Additionally, Exodus does not meet Apple’s standards when it comes to banning apps that “contain false, fraudulent or misleading representations.” Earlier this week, for example, University of Minnesota Researcher Dr. Gary Remafedi asked Apple to remove Exodus’ app because the group distorted his work in an effort to smear LGBT people.
This transgression alone should have been enough for Apple to put the kibosh on Exodus’ misleading product. Yet, the company is, for some reason, giving a pass to a virulently anti-gay organization that is glaringly and flagrantly violating its own policies.
Apple has a responsibility to explain what the heck is going on. Why is this hate group receiving preferential treatment, when countless other apps that were infinitely less offensive did not pass muster?
Finally, the most astounding part of this entire fight is Exodus International’s remarkably dishonest defense. The group is disingenuously claiming that opponents are distorting their position.
“In no way shape or form is our message about trying to cure or do we try to promote that type of methodology or message,” Jeff Buchanan, Exodus International’s Senior Director of Church Equipping & Student Ministries, told The Christian Post.
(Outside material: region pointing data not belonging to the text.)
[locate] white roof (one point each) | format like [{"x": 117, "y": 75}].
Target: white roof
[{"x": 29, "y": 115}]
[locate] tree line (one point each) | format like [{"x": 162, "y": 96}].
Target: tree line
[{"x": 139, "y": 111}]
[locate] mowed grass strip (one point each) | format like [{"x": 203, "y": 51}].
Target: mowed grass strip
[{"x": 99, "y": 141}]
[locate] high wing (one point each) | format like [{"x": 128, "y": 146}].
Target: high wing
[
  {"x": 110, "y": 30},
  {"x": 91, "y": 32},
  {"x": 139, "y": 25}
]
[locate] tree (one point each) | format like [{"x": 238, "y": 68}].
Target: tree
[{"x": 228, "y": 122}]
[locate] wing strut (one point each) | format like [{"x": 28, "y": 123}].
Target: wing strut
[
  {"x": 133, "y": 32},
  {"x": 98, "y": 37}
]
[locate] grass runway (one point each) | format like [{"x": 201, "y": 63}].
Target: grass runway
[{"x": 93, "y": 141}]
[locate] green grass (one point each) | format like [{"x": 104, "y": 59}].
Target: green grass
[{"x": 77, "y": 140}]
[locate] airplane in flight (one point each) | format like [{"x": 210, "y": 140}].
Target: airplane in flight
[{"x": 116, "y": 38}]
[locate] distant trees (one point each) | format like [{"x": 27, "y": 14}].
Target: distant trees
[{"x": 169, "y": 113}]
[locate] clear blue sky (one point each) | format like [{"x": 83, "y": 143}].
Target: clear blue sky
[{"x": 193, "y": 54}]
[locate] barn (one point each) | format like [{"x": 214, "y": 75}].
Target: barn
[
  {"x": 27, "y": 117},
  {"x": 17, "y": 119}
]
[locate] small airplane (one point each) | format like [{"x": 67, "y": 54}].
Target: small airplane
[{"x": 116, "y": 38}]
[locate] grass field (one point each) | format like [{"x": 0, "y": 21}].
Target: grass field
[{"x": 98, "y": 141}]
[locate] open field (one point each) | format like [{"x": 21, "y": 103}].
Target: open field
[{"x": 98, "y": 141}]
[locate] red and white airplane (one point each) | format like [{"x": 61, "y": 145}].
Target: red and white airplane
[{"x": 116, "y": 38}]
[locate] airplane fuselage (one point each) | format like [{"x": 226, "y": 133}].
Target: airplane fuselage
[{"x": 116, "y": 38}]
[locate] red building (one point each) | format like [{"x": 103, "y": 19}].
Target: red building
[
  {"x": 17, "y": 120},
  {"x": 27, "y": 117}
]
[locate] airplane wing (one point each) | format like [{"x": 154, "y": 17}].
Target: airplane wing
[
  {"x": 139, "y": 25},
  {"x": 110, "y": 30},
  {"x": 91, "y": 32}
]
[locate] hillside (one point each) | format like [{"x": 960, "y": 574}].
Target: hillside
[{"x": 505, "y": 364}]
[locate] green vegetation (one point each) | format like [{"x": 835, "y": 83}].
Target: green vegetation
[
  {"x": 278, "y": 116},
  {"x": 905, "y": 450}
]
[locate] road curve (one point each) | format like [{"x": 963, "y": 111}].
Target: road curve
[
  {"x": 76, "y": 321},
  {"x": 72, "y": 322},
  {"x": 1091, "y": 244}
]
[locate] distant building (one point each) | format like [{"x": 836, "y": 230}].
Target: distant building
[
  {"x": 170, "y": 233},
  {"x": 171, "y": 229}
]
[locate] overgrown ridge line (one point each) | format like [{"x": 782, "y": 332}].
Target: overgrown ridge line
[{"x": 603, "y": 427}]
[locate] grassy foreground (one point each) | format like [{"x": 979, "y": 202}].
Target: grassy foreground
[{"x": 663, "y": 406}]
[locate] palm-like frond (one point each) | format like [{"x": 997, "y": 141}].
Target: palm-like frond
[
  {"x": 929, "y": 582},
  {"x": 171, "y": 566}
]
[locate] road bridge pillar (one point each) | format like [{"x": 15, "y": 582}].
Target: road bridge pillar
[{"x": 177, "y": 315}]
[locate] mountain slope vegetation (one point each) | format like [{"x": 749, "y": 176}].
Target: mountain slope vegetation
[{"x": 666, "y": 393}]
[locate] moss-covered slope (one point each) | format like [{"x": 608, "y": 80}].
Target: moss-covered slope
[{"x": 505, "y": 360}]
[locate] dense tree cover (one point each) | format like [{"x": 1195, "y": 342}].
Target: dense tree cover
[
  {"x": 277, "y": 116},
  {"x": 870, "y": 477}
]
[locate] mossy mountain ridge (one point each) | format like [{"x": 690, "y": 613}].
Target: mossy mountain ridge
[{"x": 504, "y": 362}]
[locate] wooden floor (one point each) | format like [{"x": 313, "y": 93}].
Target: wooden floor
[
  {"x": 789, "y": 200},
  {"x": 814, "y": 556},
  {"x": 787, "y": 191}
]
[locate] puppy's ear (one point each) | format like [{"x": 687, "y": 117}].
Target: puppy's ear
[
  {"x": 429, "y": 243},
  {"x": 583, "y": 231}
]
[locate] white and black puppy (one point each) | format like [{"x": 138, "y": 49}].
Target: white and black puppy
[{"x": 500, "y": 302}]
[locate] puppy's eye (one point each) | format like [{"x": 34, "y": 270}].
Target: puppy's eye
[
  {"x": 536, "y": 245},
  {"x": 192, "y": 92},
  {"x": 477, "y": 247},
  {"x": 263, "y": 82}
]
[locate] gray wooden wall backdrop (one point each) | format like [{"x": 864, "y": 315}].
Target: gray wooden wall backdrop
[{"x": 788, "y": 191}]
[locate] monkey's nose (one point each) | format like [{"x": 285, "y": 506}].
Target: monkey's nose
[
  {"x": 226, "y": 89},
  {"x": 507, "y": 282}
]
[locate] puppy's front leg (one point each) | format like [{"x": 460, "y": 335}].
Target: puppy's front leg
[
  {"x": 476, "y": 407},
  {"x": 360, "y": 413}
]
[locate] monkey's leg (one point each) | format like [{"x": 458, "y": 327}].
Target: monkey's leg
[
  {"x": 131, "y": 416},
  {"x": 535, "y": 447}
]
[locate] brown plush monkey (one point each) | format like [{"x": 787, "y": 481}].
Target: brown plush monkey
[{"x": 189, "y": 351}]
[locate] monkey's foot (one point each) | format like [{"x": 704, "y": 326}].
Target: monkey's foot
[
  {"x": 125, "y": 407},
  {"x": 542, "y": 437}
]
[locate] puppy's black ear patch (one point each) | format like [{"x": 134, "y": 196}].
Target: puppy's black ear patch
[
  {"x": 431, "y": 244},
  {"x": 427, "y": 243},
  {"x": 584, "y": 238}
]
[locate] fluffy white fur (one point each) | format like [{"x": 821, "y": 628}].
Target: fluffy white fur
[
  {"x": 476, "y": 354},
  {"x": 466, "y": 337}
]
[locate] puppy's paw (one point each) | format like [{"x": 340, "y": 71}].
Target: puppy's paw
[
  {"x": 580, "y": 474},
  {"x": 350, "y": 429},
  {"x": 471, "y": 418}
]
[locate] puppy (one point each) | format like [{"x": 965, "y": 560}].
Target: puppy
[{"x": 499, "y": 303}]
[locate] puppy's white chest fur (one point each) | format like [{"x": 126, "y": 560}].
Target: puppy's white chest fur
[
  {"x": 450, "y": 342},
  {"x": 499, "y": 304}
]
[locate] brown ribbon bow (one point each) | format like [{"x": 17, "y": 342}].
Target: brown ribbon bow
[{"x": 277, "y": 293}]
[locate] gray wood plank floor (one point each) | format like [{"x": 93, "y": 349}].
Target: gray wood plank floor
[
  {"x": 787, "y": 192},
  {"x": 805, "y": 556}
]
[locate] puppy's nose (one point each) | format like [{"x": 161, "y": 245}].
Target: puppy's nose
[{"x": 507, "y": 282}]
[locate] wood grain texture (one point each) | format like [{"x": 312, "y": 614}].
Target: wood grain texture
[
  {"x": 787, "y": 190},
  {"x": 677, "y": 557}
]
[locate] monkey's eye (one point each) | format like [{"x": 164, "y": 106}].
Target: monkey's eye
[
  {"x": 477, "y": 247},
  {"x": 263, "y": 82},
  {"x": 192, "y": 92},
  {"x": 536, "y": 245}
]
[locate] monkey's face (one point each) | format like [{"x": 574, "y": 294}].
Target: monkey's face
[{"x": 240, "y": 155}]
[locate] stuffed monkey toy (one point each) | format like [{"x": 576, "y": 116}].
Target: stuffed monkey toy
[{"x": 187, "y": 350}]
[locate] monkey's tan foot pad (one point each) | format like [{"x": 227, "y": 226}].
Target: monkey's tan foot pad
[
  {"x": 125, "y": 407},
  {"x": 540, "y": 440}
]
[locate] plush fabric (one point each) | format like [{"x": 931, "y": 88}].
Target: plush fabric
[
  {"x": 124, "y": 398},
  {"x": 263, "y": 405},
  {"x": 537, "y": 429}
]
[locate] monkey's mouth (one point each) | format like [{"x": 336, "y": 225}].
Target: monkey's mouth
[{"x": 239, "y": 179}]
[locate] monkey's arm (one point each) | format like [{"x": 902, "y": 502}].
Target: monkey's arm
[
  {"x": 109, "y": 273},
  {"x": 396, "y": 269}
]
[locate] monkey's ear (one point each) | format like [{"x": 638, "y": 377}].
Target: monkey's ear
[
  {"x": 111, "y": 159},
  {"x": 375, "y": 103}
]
Has Buchanan not seen his own group’s billboards that claim, “Change is Possible” or “The Truth Brought Freedom?” Is he so clueless as to be unaware of Exodus’ motto, “Freedom from homosexuality through Jesus Christ?”
Apple needs to get its act together and answer some very tough questions. The company’s enforcement of its app standards is simply inconsistent and needs to be clarified. But no matter how one reads the current policy, Exodus fails to make the cut.